Limitations and caveats:
No single source in this report represents a randomized, methodology-transparent benchmark across all ecommerce. Every source carries sample bias. Published benchmark data from analytics vendors is self-selected from their client base. Small and independent online stores are underrepresented in most published datasets.
This edition relies on public benchmark sources plus editorial synthesis. Where Elogic Commerce’s implementation experience informs interpretation, that is noted explicitly. No proprietary Elogic Commerce dataset is presented as primary research. Where industry-level benchmarks differ across sources by more than 1 percentage point, the table presents a range rather than a point estimate. This is by design — false precision in benchmark data is more misleading than an honest range.
What is a good ecommerce conversion rate in 2026?
It depends on your AOV bracket, industry, device mix, and traffic source composition. For an established B2C store with a balanced traffic mix, 2.5–3.0% represents solid mid-market performance. Stores above 3.2% sit in the top 20%. But a 1.2% conversion rate on a $300+ AOV product may be strong performance for that price tier.
What is the average ecommerce conversion rate by industry?
Food & Beverage leads at approximately 4.9–6.2%. Beauty & Personal Care follows at 4.3–4.9%. Fashion sits around 2.5–3.1%. Luxury & Jewelry is lowest at 0.8–1.2%. The full industry table is in the benchmark section above.
Why do ecommerce conversion benchmarks vary so much?
Because different sources use different methodologies. Some count all site visits; others filter to engaged sessions. Sample composition differs. Regional mix, seasonal timing, and the definition of “conversion” itself all contribute to variance.
Is 2% a good ecommerce conversion rate?
It is average for many verticals and potentially strong for high-AOV categories such as furniture, luxury goods, or complex electronics. For low-AOV replenishment categories like food and beverage, 2% would indicate underperformance.
What is a good Shopify conversion rate?
Shopify cites 2.5–3% as typical for optimized stores. Above 3% places a store among the best-converting on the platform. The platform-wide average of ~1.4% includes many new and unoptimized stores.
What is a good B2B ecommerce conversion rate?
The best-supported range is 1.8–3.0% for session-to-purchase. A rate of 2.0–2.5% on mixed traffic is solid. Sites above 3.0% typically have a high share of authenticated reorder traffic.
Why is mobile ecommerce conversion lower than desktop?
Partly UX friction, but largely an intent gap: mobile sessions include a disproportionate share of browsing and discovery behavior. Desktop sessions skew toward purchase-ready buyers.
Does headless commerce improve conversion rates?
Not inherently. Decoupled frontends can enable faster page loads and more flexible UX. But the architecture itself does not convert visitors — the implementation does. Headless migrations that improve page speed and checkout experience can improve conversion. Those that introduce complexity without measurable UX gains do not.
Conclusion
Ecommerce conversion rate benchmarking is useful only when it accounts for the variables that shape it: average order value, industry, device mix, traffic source, business model, geography, and growth stage.

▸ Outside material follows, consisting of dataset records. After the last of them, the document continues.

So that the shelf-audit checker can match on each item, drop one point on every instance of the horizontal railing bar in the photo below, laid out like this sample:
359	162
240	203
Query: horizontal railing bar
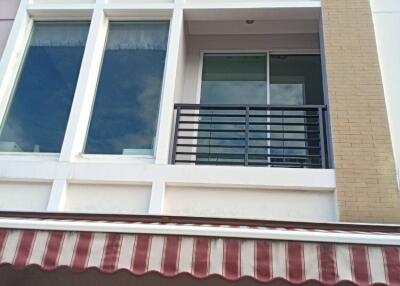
243	115
210	138
264	124
250	139
304	157
242	131
251	147
208	154
239	115
250	123
251	155
284	164
210	146
216	122
285	139
210	130
284	131
210	162
285	147
232	163
251	106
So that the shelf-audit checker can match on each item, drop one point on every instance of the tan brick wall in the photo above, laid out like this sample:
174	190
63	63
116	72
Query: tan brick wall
365	172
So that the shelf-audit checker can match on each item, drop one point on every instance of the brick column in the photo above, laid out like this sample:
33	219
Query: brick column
365	170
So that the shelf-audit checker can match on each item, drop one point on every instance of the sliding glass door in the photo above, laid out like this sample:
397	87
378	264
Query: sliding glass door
273	136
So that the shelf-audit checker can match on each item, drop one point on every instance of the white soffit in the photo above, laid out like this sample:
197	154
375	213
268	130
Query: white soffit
258	27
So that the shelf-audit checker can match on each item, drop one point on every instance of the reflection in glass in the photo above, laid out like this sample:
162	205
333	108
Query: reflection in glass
234	79
38	112
239	79
295	80
125	111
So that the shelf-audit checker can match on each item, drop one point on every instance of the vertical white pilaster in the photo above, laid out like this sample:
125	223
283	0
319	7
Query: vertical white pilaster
165	120
86	87
157	198
13	54
57	196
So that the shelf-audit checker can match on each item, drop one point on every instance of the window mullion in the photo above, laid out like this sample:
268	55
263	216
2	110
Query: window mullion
86	87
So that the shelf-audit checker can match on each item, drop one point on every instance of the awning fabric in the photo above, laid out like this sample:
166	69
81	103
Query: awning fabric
201	257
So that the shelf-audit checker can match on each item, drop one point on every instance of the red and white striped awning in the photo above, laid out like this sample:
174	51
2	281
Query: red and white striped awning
231	258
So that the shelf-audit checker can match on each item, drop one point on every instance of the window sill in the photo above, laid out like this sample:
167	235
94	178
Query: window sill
99	158
29	156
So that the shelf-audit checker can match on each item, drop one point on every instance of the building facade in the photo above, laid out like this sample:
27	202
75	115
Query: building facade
227	112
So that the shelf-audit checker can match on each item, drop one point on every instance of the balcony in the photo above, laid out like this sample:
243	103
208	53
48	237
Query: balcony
251	135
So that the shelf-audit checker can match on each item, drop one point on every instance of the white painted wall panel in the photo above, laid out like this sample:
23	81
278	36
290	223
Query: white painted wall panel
250	203
117	199
24	196
8	8
386	14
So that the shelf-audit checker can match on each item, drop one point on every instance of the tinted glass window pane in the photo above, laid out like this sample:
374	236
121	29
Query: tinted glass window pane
125	111
296	80
39	108
234	79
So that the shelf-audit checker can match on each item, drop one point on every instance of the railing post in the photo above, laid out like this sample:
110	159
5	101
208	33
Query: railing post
247	136
176	131
322	136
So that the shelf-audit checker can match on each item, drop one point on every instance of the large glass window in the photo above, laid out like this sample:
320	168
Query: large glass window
37	115
234	79
125	112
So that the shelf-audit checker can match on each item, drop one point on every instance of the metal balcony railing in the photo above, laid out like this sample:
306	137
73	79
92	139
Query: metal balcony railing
250	135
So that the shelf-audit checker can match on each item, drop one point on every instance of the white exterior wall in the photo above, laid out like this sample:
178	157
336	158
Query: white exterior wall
72	182
386	14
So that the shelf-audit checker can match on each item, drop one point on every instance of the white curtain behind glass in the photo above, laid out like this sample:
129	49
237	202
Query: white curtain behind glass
53	34
141	36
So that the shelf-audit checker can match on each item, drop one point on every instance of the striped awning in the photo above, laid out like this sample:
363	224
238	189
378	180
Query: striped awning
230	258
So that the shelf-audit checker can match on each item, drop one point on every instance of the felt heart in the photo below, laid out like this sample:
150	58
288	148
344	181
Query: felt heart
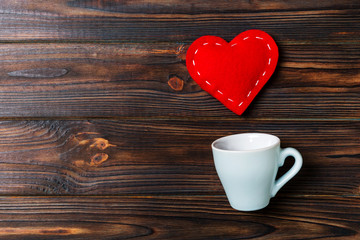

The most underused insight in current benchmark data is the dominance of AOV as a conversion predictor. Operators and strategists who benchmark primarily by industry vertical are working with a less accurate model than those who start with their price tier.
The most important 2026 signal is the growth–conversion tradeoff. As brands broaden acquisition, conversion rates will decline mechanically — and that decline may coexist with revenue growth. Static benchmarks that ignore this dynamic will mislead more merchants than they help.
This report will be updated as new data sources publish 2026 full-year results. Corrections, source additions, and methodological critiques are welcome — benchmark research improves through challenge, not through consensus.